Dr. Norman agreed. Most of the kidney patients he cares for who are hoping for a transplant have been on dialysis, “which they do not like. They are doing whatever they can to make sure they don’t go back on dialysis. As a group, they tend to be very adherent, very safety conscious because they understand their risk and they understand the gift they have received [or will receive] through transplantation. They want to do everything they can to respect and protect that gift.”

Not surprisingly, some on the transplant list who are vaccinated have strong opinions about those who refuse to get the vaccine. Dana J. Ufkes, 61, a Seattle realtor, has been on the kidney transplant list – this time – since 2003, hoping for her third transplant. When asked if potential recipients should be removed from the list if they refuse the COVID vaccine, her answer was immediate: “Absolutely.”

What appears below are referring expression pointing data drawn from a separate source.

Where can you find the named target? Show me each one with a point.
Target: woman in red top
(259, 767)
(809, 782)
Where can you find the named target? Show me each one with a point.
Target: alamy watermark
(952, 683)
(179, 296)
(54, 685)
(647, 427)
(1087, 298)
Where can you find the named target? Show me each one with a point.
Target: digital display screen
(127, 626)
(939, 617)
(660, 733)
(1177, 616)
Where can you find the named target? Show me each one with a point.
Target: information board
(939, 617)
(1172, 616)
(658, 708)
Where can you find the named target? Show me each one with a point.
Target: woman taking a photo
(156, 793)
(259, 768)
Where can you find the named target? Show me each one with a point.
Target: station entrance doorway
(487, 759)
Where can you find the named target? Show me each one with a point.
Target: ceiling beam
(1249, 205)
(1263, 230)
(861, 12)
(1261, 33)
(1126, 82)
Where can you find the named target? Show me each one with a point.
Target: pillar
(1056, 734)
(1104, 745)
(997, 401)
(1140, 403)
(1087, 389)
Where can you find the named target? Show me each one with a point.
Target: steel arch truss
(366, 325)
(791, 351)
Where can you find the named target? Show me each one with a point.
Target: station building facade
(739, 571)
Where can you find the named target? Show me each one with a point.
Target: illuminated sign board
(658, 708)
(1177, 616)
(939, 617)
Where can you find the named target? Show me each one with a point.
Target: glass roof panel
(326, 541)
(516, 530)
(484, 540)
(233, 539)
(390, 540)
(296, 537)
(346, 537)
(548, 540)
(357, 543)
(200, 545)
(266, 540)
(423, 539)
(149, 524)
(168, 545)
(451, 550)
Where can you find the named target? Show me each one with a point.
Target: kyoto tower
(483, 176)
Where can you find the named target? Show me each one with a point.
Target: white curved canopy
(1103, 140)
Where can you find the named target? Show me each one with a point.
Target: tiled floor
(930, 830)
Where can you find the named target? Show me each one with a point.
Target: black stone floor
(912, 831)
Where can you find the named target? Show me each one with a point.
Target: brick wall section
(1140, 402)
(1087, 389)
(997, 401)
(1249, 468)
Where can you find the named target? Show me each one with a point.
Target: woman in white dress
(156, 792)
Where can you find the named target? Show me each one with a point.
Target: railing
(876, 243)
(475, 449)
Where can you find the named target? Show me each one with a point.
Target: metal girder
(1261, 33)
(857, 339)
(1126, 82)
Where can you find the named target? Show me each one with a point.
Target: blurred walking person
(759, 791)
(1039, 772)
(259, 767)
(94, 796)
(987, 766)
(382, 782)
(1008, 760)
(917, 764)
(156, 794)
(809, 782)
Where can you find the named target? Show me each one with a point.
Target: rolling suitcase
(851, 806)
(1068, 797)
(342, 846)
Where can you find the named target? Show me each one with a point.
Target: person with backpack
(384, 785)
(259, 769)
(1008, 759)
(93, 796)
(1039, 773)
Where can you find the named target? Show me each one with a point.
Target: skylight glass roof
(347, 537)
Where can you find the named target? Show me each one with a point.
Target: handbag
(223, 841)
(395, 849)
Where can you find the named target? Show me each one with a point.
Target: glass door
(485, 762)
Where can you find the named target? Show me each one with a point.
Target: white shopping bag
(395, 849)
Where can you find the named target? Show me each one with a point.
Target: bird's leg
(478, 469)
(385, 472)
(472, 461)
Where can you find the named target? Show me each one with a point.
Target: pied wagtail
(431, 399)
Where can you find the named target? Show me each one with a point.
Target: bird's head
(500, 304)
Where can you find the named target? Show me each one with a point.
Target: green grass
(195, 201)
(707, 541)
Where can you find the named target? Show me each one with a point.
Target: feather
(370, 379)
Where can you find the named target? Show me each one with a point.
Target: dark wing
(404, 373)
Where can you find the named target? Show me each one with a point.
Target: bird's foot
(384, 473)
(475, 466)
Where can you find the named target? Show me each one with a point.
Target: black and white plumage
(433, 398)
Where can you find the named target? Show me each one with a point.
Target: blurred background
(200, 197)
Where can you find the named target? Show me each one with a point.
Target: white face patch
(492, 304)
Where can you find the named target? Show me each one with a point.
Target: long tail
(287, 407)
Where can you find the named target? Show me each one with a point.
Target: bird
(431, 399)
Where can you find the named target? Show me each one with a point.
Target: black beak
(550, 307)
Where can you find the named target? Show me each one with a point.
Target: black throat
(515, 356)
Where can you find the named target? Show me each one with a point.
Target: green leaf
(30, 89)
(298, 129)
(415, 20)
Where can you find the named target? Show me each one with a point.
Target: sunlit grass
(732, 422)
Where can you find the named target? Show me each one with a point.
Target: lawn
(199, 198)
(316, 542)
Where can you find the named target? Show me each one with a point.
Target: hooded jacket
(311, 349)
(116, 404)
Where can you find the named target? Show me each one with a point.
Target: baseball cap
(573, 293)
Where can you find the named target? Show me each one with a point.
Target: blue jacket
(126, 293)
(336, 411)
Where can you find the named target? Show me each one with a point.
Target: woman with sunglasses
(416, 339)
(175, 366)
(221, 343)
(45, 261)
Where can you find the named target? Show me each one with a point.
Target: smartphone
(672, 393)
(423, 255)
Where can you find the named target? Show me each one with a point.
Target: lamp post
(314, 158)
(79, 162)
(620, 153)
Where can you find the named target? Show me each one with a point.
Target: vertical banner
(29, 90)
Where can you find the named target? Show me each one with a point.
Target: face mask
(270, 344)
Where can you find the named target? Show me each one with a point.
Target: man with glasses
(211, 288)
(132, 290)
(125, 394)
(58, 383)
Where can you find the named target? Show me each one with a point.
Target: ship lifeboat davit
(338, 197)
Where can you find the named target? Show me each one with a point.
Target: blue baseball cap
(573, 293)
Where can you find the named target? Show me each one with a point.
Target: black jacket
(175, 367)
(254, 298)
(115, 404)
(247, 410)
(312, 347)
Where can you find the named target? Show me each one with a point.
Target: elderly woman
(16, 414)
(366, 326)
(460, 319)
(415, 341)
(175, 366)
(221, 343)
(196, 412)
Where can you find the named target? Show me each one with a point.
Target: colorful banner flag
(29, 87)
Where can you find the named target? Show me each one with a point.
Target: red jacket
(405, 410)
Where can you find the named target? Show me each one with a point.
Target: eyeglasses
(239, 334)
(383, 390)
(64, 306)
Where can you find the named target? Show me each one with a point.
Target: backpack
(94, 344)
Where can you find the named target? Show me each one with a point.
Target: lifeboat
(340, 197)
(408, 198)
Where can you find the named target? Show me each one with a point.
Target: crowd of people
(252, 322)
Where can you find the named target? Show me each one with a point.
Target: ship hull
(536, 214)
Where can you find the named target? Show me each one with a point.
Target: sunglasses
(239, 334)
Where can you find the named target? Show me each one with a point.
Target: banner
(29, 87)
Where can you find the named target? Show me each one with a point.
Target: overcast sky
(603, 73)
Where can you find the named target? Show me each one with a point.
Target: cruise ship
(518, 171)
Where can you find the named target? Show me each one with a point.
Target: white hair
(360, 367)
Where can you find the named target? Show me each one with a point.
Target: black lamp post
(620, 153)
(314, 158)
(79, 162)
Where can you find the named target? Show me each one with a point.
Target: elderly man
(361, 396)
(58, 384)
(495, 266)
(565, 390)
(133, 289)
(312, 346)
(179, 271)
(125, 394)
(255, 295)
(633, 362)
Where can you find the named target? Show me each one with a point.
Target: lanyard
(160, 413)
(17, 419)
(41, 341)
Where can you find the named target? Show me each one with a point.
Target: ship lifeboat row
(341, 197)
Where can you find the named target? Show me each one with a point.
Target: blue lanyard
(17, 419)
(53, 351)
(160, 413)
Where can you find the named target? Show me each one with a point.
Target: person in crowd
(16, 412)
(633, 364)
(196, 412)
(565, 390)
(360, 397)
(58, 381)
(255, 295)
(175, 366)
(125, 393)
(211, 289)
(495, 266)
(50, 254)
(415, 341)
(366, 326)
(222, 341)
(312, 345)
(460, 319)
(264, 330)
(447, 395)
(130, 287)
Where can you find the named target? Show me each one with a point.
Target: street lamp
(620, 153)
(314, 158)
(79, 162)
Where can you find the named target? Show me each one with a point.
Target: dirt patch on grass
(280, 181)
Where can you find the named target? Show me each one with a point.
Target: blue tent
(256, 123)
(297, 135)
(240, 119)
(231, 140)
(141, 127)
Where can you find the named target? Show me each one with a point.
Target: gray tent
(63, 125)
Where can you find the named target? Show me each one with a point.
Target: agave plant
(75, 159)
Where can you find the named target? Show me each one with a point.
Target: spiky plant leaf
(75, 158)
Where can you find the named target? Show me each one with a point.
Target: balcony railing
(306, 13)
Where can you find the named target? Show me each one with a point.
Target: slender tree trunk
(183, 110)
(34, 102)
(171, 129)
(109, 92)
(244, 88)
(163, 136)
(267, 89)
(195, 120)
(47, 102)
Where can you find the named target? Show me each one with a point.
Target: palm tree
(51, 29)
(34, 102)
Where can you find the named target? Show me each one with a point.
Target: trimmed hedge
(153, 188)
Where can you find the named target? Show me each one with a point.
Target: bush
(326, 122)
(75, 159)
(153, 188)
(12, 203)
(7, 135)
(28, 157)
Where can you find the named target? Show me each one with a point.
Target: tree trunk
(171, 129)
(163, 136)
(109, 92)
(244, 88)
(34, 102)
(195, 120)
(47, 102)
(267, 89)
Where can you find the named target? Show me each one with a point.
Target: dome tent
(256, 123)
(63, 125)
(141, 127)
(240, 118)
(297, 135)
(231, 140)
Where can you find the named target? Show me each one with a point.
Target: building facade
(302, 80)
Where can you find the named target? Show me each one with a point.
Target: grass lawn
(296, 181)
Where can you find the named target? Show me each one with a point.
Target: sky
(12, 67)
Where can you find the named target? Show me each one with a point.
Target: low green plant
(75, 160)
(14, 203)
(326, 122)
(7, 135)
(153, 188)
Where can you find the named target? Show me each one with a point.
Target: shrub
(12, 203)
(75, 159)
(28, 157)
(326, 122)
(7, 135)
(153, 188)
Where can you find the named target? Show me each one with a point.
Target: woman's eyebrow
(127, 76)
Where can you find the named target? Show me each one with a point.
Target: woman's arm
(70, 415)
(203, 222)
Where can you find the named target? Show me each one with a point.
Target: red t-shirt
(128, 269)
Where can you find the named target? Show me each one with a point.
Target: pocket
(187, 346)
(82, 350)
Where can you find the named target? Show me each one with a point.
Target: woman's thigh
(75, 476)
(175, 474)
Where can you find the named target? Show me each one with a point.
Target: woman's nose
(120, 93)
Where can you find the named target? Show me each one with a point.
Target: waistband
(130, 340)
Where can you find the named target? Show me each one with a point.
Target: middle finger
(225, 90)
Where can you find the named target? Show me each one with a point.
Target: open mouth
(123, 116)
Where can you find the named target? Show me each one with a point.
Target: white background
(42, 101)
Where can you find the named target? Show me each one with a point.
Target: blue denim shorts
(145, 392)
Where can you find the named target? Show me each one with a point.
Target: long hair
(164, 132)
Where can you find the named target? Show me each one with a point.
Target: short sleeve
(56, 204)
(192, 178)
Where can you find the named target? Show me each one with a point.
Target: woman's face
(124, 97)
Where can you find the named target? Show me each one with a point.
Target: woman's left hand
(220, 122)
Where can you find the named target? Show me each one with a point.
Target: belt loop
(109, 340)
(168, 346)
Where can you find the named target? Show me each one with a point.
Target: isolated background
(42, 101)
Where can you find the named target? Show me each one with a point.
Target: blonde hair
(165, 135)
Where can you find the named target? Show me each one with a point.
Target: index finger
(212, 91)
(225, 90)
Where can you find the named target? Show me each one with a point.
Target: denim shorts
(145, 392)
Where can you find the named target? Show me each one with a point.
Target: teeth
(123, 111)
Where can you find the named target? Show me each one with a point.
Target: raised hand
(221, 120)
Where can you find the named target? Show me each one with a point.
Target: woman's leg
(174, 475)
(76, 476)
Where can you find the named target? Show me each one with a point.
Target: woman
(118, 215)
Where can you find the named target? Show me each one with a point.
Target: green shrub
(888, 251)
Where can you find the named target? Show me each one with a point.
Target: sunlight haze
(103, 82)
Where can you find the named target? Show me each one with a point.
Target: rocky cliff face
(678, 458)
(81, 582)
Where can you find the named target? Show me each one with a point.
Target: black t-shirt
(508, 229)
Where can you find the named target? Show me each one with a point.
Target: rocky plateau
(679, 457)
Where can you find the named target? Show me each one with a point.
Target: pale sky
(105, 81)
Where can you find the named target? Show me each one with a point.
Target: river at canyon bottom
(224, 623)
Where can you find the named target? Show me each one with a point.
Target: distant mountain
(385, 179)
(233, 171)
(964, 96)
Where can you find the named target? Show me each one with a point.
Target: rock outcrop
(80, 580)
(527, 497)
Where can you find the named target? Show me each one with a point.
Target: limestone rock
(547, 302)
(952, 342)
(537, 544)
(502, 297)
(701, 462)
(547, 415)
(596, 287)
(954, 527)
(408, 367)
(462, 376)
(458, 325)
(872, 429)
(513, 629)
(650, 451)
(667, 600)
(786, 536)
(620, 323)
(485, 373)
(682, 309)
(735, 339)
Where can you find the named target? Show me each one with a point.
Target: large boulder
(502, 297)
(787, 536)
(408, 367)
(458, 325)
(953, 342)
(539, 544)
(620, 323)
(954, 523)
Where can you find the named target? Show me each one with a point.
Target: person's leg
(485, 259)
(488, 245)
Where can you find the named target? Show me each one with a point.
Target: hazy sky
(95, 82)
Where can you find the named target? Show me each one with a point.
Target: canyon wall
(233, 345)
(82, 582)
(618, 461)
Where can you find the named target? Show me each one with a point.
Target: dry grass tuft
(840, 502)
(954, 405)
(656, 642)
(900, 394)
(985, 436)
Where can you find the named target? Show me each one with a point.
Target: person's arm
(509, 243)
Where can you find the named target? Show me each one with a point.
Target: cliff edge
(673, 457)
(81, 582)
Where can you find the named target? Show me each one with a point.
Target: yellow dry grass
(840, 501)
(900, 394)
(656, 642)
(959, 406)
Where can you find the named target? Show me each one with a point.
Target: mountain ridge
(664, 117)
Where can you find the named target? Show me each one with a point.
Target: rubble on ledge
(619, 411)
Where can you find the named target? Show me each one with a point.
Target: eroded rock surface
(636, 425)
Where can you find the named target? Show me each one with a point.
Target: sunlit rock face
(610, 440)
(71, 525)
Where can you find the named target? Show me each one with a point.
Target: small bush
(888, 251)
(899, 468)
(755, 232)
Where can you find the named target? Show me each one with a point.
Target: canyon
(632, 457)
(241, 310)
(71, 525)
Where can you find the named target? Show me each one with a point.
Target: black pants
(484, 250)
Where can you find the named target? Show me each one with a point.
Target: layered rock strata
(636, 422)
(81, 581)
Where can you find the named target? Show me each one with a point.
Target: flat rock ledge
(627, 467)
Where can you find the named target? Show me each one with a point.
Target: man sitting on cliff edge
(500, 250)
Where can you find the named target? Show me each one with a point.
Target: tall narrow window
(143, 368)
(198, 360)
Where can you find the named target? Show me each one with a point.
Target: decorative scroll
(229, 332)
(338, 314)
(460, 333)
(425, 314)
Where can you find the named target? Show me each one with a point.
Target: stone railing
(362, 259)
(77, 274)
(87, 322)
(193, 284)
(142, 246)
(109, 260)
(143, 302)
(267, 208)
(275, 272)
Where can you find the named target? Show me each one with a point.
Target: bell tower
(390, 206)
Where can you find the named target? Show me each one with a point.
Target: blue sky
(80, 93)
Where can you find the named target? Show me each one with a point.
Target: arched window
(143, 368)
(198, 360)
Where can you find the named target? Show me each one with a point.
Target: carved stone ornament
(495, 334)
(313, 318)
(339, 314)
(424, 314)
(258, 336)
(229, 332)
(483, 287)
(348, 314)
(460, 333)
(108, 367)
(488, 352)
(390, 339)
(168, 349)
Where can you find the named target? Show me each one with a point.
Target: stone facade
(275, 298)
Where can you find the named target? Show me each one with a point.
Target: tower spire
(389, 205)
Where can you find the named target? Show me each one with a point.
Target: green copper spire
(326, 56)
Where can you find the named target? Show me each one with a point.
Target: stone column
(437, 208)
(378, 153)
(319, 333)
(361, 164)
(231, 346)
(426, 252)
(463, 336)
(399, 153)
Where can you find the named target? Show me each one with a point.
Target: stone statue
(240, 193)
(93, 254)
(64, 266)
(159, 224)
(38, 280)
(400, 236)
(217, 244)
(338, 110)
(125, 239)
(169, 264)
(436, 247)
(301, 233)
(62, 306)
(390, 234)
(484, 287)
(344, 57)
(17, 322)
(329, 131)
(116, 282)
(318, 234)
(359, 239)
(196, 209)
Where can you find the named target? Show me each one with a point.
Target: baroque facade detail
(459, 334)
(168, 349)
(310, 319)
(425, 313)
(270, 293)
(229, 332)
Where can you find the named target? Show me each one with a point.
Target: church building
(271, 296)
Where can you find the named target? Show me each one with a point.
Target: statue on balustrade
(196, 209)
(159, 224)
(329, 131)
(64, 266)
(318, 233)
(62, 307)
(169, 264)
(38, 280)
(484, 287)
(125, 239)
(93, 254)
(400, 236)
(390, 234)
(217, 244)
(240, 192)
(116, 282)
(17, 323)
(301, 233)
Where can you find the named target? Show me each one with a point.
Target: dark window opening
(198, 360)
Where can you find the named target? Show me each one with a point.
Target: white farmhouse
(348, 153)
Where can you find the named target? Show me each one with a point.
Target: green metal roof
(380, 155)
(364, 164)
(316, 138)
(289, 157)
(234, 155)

At age 17, Ms. Ufkes got a serious kidney infection that went undiagnosed and untreated. Her kidney health worsened, and she needed a transplant. She got her first one in 1986, then again in 1992.

“They last longer than they used to,” she said. But not forever. (According to the American Kidney Fund, transplants from a living kidney donor last about 15-20 years; from a deceased donor, 10-15.)

The decision to decline the vaccine is, of course, each person’s choice, Ms. Ufkes said. But “if they don’t want to be vaccinated [and still want to be on the list], I think that’s BS.”

Citing the lack of organs, “it’s not like they are handing these out like jellybeans.”

A version of this article first appeared on WebMD.com.